In questo modo non fanno altro che aumentare la resistenza al passaggio del sangue, andando a contribuire nel tempo a far funzionare questa situazione. Ad essere maggiormente importante sembra essere la proteina Emilina-1, ovvero una componente delle fibre elastiche che si trova tra le cellule endoteliali. Lo studio ha puntualizzato come attraverso degli esperimenti che sono stati condotti su modelli, non soltanto animali ma anche umani, i ricercatori hanno potuto vedere come una riduzione di tale proteina porta una maggiore e contrazione delle cellule muscolari lisce.
“Pensiamo che lo stress provocato dall’ipertensione sui vasi sanguigni possa portare a una diminuzione di Emilina-1, e di conseguenza a una maggiore contrazione della muscolatura liscia. Questo causerebbe un irrigidimento delle arterie, contribuendo ulteriormente allo stato ipertensivo. Ed è un meccanismo che rimane attivo nel tempo. Consideriamo, infatti, che alcuni studi clinici avevano già mostrato come l’elevata contrazione dei vasi si mantenga anche quando i pazienti stanno seguendo una terapia antipertensiva. Le arterie, insomma, sono ancora irrigidite nonostante le terapie, e ciò spiegherebbe perché le persone ipertese continuano ad avere un maggiore rischio di patologie cardiovascolari anche quando sono in trattamento”, è questo quanto dichiarato da Daniela Carnevale, professoressa dell’Università Sapienza e prima autrice dello studio.

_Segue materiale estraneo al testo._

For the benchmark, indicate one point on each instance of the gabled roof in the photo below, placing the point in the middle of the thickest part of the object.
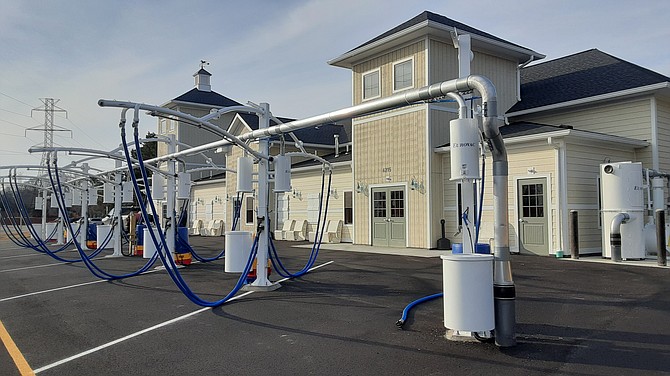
(319, 135)
(430, 16)
(202, 71)
(429, 23)
(206, 97)
(582, 75)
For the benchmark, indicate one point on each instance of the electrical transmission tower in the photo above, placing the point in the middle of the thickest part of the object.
(48, 127)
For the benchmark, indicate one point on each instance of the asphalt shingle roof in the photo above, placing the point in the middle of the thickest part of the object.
(430, 16)
(206, 97)
(582, 75)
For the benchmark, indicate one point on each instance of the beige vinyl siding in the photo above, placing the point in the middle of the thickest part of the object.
(395, 142)
(537, 155)
(385, 62)
(663, 132)
(308, 183)
(583, 162)
(626, 119)
(444, 66)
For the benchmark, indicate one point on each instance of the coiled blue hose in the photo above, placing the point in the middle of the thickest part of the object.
(163, 250)
(411, 305)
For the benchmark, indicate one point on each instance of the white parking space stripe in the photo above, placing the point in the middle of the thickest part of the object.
(147, 330)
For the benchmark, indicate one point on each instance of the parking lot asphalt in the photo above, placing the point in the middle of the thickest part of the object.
(573, 318)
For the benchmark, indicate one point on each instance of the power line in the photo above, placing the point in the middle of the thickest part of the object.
(15, 113)
(10, 122)
(83, 132)
(49, 109)
(18, 100)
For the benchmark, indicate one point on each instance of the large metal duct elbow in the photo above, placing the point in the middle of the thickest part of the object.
(615, 235)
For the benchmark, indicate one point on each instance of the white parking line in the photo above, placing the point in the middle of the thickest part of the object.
(32, 267)
(147, 330)
(36, 254)
(51, 290)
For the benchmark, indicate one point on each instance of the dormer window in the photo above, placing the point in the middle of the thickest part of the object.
(403, 75)
(371, 85)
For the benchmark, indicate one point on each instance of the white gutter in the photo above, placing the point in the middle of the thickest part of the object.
(319, 167)
(596, 98)
(564, 133)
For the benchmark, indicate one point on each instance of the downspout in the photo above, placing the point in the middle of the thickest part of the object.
(615, 235)
(518, 76)
(562, 181)
(504, 293)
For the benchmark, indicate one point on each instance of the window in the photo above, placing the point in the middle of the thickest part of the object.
(402, 75)
(348, 207)
(249, 212)
(397, 204)
(532, 200)
(371, 85)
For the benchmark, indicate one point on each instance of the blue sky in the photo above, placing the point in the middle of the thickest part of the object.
(261, 51)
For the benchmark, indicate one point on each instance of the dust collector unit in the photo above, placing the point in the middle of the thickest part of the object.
(622, 191)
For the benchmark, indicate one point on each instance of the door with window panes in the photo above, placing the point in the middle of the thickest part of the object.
(388, 217)
(533, 216)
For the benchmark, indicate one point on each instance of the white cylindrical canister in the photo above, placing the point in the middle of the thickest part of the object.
(468, 292)
(157, 187)
(76, 197)
(52, 200)
(102, 232)
(245, 168)
(464, 142)
(108, 193)
(92, 196)
(183, 185)
(622, 191)
(127, 192)
(282, 173)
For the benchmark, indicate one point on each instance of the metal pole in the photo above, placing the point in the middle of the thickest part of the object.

Sempre in termine di ipertensione, sembra essere in arrivo un pulsossimetro da dito oppure saaturimetro, che altro non è che uno strumento non invasivo che viene utilizzato al fine di conoscere i livelli di ossigeno nel sangue, oltre che la frequenza cardiaca del paziente. Questo potrebbe essere uno strumento davvero molto efficace e preciso per poter misurare la pressione arteriosa. A presentare questo strumento è stato un team di ricerca internazionale guidato da studiosi dell’Università della British Columbia di Vancouver in Canada i quali hanno collaborato con tecnici e colleghi dell’Università di Oxford, dell’Università di Adelaide, ospedali cinesi ed anche americani.